Unemployment benefits are typically handled at a state level in the United States; each state has its own regulations regarding length and amount of benefit eligibility. Acknowledging the tremendous burden placed on the states following the financial crisis, the US federal government created the emergency unemployment compensation program to extend benefits for qualified workers beyond the limits of state programs. Generally, workers are not eligible for emergency unemployment compensation until they have exhausted their state benefits.

The emergency unemployment compensation program is divided into four main segments, known as Tiers 1-4. Only the first two tiers cover all states, while the third and fourth tiers provide additional relief for states where the unemployment rate is extremely high. Unemployed workers typically need to fill out an application and meet certain requirements to qualify for Tier 1 benefits, but all other tiers may be automatically applied.


In Tier 1, which is available in all states, workers can receive up to 20 weeks of emergency unemployment compensation. Tier 2 adds an additional 14 weeks, Tier 3 adds 13 more weeks, and Tier 4 provides a final six weeks of coverage. In states that have access to all four levels of the program, a maximum of 53 total weeks of coverage is allowed. Workers do not have to claim benefits every week to remain in the program, so the 53 weeks can be stretched over a longer period if necessary.

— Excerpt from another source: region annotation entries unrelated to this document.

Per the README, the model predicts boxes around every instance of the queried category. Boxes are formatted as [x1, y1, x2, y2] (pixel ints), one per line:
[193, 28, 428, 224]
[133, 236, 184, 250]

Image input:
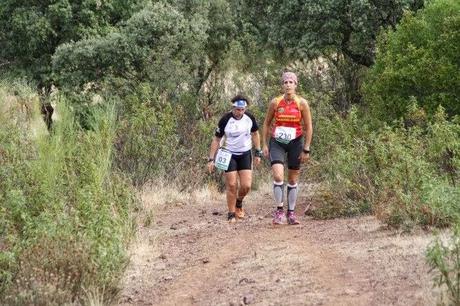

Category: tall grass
[0, 85, 136, 305]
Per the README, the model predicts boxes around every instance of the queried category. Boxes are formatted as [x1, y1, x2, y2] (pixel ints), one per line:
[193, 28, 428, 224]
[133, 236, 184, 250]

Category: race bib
[275, 126, 295, 143]
[214, 148, 232, 171]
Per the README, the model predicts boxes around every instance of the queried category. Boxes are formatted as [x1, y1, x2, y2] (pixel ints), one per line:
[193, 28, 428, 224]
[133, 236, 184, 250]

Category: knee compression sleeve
[273, 182, 284, 207]
[287, 184, 297, 211]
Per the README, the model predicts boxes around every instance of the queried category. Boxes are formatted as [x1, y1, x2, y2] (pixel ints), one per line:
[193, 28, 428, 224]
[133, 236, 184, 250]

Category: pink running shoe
[287, 211, 300, 225]
[273, 209, 284, 224]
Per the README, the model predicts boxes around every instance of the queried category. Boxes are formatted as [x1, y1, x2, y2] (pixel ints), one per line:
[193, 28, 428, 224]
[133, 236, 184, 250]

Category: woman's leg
[225, 171, 238, 221]
[235, 170, 252, 219]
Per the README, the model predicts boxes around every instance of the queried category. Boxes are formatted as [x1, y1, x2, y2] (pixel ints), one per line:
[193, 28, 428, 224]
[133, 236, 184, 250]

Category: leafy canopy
[364, 0, 460, 121]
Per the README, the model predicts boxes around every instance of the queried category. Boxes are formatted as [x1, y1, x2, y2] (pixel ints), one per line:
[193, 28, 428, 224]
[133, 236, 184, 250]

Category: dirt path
[119, 183, 436, 306]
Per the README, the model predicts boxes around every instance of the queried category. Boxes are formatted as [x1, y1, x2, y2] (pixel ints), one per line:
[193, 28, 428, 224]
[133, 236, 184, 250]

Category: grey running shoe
[273, 209, 284, 224]
[235, 207, 246, 219]
[287, 211, 300, 225]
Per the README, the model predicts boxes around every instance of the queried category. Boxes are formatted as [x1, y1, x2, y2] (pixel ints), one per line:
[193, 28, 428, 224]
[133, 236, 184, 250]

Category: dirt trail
[119, 184, 436, 306]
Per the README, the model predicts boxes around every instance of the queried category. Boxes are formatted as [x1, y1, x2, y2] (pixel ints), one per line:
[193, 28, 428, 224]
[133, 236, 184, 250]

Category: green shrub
[0, 88, 135, 305]
[363, 0, 460, 122]
[426, 224, 460, 305]
[309, 104, 460, 228]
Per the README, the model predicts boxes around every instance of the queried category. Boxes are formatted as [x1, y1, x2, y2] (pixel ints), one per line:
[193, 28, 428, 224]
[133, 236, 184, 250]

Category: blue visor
[233, 100, 248, 107]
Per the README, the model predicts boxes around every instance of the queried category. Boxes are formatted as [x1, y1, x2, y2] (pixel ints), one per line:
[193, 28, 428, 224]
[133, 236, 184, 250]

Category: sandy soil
[119, 186, 438, 306]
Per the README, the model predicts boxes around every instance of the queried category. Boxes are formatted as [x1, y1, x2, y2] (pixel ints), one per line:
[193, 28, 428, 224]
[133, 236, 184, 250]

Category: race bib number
[275, 126, 295, 143]
[214, 148, 232, 171]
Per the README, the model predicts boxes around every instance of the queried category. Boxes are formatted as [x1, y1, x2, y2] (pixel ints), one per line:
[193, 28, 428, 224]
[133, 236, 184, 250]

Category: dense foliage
[0, 86, 135, 305]
[0, 0, 141, 87]
[0, 0, 460, 304]
[365, 0, 460, 121]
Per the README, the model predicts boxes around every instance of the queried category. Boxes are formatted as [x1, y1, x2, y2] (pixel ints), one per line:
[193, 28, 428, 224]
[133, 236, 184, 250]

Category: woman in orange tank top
[262, 72, 313, 225]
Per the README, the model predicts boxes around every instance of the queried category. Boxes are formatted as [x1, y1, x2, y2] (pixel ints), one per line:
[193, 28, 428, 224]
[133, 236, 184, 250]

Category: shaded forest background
[0, 0, 460, 305]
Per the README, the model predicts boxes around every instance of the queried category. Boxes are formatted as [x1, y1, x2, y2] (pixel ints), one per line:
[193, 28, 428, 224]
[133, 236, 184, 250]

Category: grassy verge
[0, 82, 136, 305]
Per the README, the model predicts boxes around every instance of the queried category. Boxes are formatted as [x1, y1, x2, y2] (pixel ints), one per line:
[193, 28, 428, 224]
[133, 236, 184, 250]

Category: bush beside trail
[0, 86, 136, 305]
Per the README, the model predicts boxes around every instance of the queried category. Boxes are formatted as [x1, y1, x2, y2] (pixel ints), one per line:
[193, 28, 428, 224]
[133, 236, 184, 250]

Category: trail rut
[119, 184, 437, 306]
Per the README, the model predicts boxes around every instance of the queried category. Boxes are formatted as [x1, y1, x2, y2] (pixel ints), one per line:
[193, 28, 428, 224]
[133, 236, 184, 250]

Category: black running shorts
[270, 135, 303, 170]
[225, 150, 252, 172]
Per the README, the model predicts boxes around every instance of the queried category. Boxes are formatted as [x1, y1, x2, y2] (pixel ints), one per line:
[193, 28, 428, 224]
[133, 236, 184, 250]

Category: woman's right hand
[262, 146, 268, 158]
[208, 160, 214, 173]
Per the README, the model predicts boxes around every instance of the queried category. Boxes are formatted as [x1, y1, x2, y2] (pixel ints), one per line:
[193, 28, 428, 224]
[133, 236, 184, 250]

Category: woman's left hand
[299, 152, 310, 163]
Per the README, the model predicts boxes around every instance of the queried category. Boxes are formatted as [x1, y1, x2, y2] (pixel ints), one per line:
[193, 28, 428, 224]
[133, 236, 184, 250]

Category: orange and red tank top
[272, 95, 302, 138]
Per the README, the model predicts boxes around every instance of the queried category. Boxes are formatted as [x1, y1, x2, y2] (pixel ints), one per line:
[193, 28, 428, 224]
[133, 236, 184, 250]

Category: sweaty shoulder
[299, 97, 309, 108]
[214, 112, 232, 138]
[244, 112, 259, 132]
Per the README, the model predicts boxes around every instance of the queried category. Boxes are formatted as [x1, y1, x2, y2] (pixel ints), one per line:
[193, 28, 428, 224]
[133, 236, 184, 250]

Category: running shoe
[287, 211, 300, 225]
[235, 207, 246, 219]
[227, 212, 236, 223]
[273, 209, 284, 224]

Although the package was approved in 2008, it has a “reach back” effect, meaning that it can be used by those who have been out of work since May 2006. In order to qualify, a person must have exhausted all state benefits and cannot qualify for any other form of Federal unemployment. To remain qualified, a person must be able to prove that he or she has applied to at least three jobs, spoken to three potential employers, or completed a combination of these components, every week. Qualifying union members may be able to count their membership as one of the three weekly job search requirements.